An Asymptotic Parallel-In-time Method for Highly Oscillatory PDEs
Tuesday, October 15, 11 a.m. – 12 p.m., Bldg. 50B, Room 4205
Terry Haut, Center for Nonlinear Studies, Los Alamos National Laboratory
Abstract: We present a new time-stepping algorithm for nonlinear PDEs that exhibit scale separation in time. Our scheme combines asymptotic techniques (which are inexpensive but can have insufficient accuracy) with parallel-in-time methods (which, alone, can be inefficient for equations that exhibit rapid temporal oscillations). In particular, we use an asymptotic numerical method for computing, in serial, a solution with low accuracy, and a more expensive fine solver for iteratively refining the solutions in parallel. Examples on the shallow water equations demonstrate that orders of magnitude speedup and high accuracy are achievable.

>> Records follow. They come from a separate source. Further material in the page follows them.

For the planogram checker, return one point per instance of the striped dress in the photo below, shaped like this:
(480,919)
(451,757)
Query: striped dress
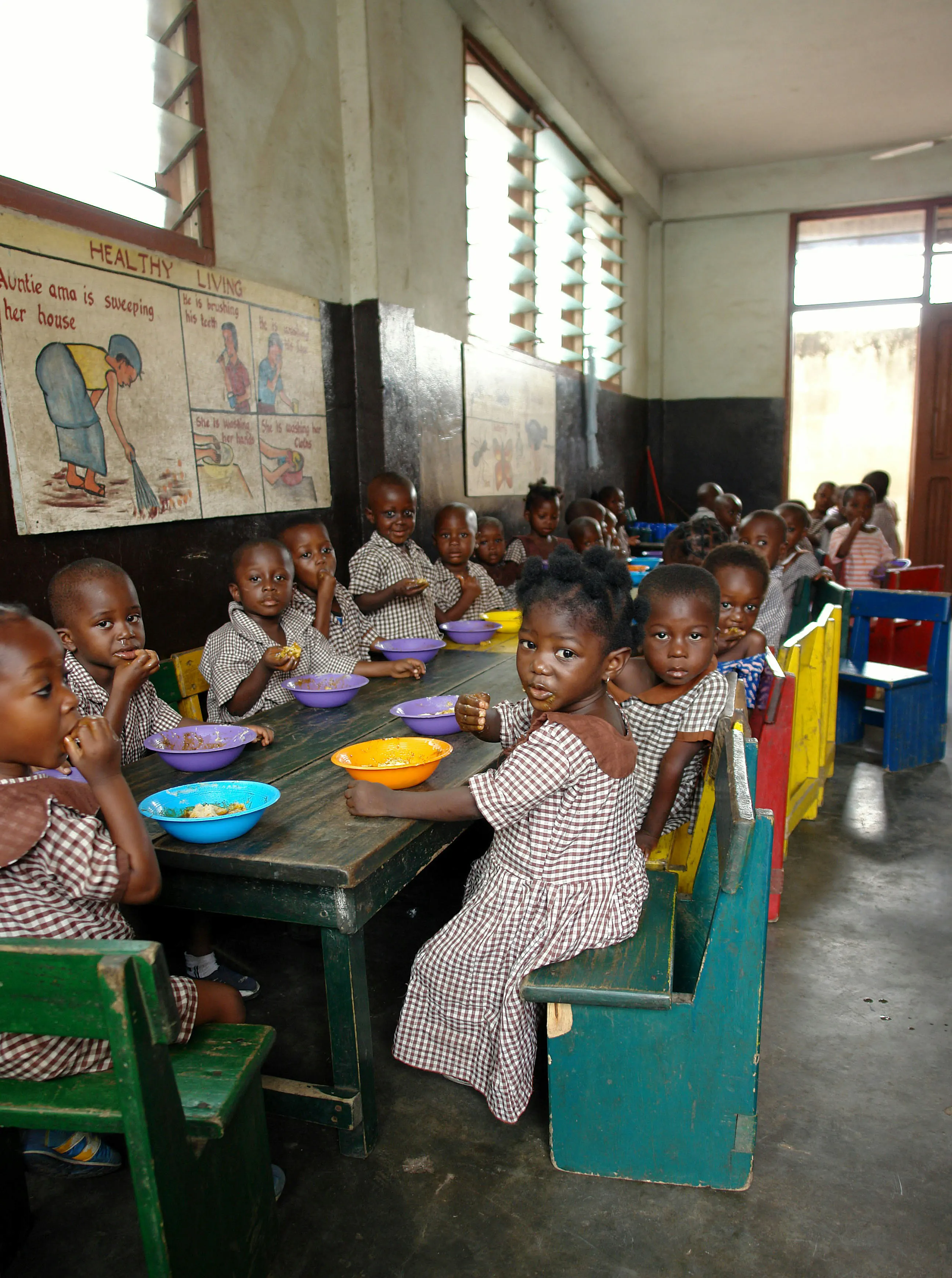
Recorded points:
(563,875)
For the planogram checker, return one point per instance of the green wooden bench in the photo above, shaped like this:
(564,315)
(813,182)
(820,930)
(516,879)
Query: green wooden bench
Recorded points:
(653,1044)
(194,1116)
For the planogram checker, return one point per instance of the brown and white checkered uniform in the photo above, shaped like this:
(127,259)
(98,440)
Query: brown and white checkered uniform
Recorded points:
(563,876)
(66,887)
(147,712)
(351,634)
(380,564)
(448,590)
(233,651)
(656,724)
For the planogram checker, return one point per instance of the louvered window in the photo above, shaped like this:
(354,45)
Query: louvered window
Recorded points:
(545,232)
(109,98)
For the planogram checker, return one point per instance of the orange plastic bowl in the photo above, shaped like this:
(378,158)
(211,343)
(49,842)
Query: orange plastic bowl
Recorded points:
(398,762)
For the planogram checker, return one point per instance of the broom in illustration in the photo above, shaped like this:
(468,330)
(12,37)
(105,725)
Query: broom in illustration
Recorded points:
(146,501)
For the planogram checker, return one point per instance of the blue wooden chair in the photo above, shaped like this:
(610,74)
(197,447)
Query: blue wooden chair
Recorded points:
(913,716)
(653,1044)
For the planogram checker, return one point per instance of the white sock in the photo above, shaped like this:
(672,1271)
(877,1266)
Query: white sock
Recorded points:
(201,967)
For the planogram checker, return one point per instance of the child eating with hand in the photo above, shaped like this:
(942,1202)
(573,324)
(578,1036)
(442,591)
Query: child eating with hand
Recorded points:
(541,513)
(767,532)
(265,639)
(563,873)
(98,615)
(330,610)
(743,578)
(462,590)
(674,721)
(491,554)
(390,574)
(858,546)
(64,871)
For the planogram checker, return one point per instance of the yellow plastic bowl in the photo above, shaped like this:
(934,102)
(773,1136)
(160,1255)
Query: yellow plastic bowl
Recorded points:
(398,762)
(509,619)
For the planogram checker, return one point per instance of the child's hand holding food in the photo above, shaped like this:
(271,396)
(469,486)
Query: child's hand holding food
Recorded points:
(472,710)
(94,748)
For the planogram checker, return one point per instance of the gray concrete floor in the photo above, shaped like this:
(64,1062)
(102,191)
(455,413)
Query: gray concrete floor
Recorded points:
(851,1172)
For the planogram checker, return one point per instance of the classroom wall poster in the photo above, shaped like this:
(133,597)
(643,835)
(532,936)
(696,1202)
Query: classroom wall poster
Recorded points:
(510,423)
(138,388)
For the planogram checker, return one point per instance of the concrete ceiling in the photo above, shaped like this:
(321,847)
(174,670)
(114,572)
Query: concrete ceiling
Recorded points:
(717,83)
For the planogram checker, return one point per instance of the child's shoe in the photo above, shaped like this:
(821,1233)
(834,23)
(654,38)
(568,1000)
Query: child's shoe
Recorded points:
(68,1153)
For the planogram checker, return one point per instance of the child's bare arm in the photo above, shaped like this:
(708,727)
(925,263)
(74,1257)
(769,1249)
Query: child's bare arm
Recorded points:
(475,715)
(94,748)
(371,799)
(677,758)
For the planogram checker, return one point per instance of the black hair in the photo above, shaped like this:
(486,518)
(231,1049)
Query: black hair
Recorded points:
(596,585)
(252,545)
(67,585)
(696,537)
(682,582)
(542,491)
(861,487)
(736,555)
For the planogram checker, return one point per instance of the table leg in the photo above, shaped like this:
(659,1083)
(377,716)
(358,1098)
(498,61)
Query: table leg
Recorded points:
(349,1018)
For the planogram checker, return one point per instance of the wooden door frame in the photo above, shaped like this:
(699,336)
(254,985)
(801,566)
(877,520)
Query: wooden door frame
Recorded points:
(930,207)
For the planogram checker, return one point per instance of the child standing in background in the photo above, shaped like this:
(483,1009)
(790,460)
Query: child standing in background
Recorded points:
(491,554)
(886,516)
(330,610)
(674,721)
(542,513)
(64,871)
(859,548)
(462,590)
(563,873)
(743,578)
(390,574)
(766,532)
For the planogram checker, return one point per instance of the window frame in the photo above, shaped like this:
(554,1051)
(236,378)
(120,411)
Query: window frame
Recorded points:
(930,206)
(37,202)
(472,48)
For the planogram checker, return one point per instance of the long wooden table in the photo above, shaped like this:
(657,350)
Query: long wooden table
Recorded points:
(310,862)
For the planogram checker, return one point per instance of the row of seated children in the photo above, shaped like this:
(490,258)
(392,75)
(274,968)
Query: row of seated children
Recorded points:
(603,756)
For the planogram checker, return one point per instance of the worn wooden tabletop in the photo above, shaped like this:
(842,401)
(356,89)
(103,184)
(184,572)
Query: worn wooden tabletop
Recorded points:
(309,836)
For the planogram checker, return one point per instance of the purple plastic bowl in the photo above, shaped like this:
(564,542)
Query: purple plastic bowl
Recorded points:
(233,735)
(399,650)
(427,715)
(469,632)
(75,775)
(325,690)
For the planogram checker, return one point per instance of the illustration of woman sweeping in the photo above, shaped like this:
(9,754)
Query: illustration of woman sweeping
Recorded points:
(73,378)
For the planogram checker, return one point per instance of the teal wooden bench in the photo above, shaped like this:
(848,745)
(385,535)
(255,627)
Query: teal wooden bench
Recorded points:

How the Method of Frobenius Led to Self-Replicating 3D Zombie Vortices in Turbulent Lab Flows and the Formation of Stars
Wednesday, October 16, 3:30 - 4:30 p.m., 939 Evans Hall - UC Berkeley Campus
Philip Marcus, University of California, Berkeley
Abstract: We report a new mechanism for creating vortices in a class of flows that are linearly stable and believed, by most researchers, to be also finite-amplitude stable. We find that the vortices form in numerical simulations of stably-stratified Couette flows (both plane and circular), as well as in simulations of protoplanetary disks around forming protostars. Our study was motivated by the fact that protoplanetary disks must have flow instabilities to form stars. The mechanism that we discovered allows small-amplitude perturbations (i.e., with small volumes and Rossby numbers) to form vortices that are large in volume and amplitude (with a Rossby number of order unity). The energy of the vortices becomes large, and it is supplied the kinetic energy of the background shear flow. The underlying mathematics of the finite-amplitude instability lies in Math 53 and 54. Our vortices have an unusual property: a vortex that grows from a single, local perturbation triggers a new generation of vortices to grow at nearby locations. After the second generation of vortices grows large, it triggers a third generation. The triggering of subsequent generations continues ad infinitum so that a front dividing the vortex-dominated flow from the unperturbed flow advances until the entire domain fills with large vortices. The vortices do not advect across the region, the front of the vortex-populated fluid does. The region in protoplanetary disks where we have found this new mechanism is thought to be stable; thus, in the astrophysical literature this region is called the dead zone. Because the vortices we report here arise in the dead zone, grow large, and spawn new generations of vortices that march across the domain, we refer to them as zombie vortices. We consider the mechanism of the zombie vortices’ growth and advance in a proposed lab experiment: circular Couette flow with a vertically stably-stratified Boussinesq fluid (i.e., salt water) with a density that is linear with height. Because this flow is nearly homogenous, the first vortex formed by the initial instability self-replicates in an approximately spatially self-similar manner and fills the domain with a lattice of 3D vortices, which persists, despite the fact that the flow is turbulent.